In South Africa, this number is 12 for every 100 people. In Canada, there are 128 out of every 100 people.
The virus is spreading in large parts of this continent of 1.2 billion people, as the third wave of infections has increased the number of deaths in many relatively low numbers of places. African observers worry that an outbreak of unrest may follow.
“We are on the cusp of a storm. It may go either way,” Kenyan writer and political analyst Nanjara Nyabola said in an interview with CBC News in Nairobi.
“I think there are many economic and social setbacks in many places [African] The country,” she said, “any trigger event can lead to resistance and political unrest. “
On the other hand, Niabola pointed out that many local and national opposition movements have stepped in to try to make up for the government’s shortcomings and promote health and safety during the pandemic, rather than protest.

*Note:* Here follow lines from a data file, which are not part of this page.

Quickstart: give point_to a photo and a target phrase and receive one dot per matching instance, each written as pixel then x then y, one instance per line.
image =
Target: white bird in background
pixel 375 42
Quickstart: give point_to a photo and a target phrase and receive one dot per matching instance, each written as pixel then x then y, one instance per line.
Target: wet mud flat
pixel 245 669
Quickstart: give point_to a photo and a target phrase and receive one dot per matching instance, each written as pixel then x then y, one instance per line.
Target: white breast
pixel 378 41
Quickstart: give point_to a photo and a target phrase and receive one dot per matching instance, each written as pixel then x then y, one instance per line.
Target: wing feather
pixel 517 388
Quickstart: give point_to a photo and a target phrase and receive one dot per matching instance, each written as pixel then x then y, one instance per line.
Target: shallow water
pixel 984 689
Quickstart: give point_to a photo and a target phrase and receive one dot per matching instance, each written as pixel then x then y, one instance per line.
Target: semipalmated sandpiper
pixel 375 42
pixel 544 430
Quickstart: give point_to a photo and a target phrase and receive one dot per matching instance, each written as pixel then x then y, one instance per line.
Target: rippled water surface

In remote areas of Kenya, social action groups provide health advice in the local language through community broadcasts. Hand sanitizer and masks were distributed by activists.
In Senegal, the largest protest movement suddenly turned its efforts to public health education.Named after Y’en a Marre — “Enough” in French slang — the group is led by rappers and journalists.
Y’en a Marre has a history of organizing young people to take to the streets to fight the government, but now tells them to avoid the crowds. The organization promotes hand washing as much as social change in its latest music video. Fight against coronavirus.
Despite these efforts, Nyabola said that “risks still exist.”
“Because when there is a real reason, anger and protest are more attractive than organization.”
Turmoil in the West
Developed countries have also failed to avoid the wave of unrest.
In the United States, the group ACLED track The increase and decrease in the frequency of protests include the “Black People’s Fate” movement that has swept the world. It is worth noting that these figures “imitate” the peaks and troughs of the U.S. infection rate throughout 2020.
By November, the organization stated that 40% of all demonstrations were related to the pandemic.
This includes the violent attack on the U.S. Capitol on January 6, 2021. Zachariah Mamphilly said he was the co-author of the book. Uprising in Africa: popular protests and political change, He studied the global protest movement at the City University of New York.
“There is a really strong sense of COVID denialism in [those] Protests, I feel that COVID is the product of evil international forces-Bill Gates, George Soros and others,” Manfili said.
He said that the frustration of the pandemic—especially the way former President Donald Trump handled it—also stimulated the progressive movement in the United States.
“This dissatisfaction is fairly consistent across the country,” Manfili said, with some of the biggest places “fewer black people”, such as Portland, Oregon. “The protests surrounding police violence do contain greater dissatisfaction with the Trump administration.”
‘Despair’
Nonetheless, for those who have studied how pandemics can change society, the situation in Africa and other developing countries is worrisome.
“South Africa, Haiti, and Cuba have a sense of despair that you didn’t see in the Spanish flu, because COVID-19 not only makes people poorer, but also lasts longer,” said Frank M. Snowden, Yale University Medicine Honorary Professor of History.
Watch | Cubans protest against poverty and demand more freedom:
Snowden is also the author of this book Epidemics and Society: From the Black Death to the present, Said that although the COVID-19 pandemic is epidemiologically similar to the Spanish flu, “you don’t really see the kind of social unrest that we are experiencing today.”
Today’s inequality is turning “suffering into a sense of injustice and a [some countries have] Abandoned by the global north,” Snowden said.
He worries that if this situation continues, “this may be the first wave of social disintegration in parts of developing countries.”
He worried that this was just the beginning of something we had never seen before.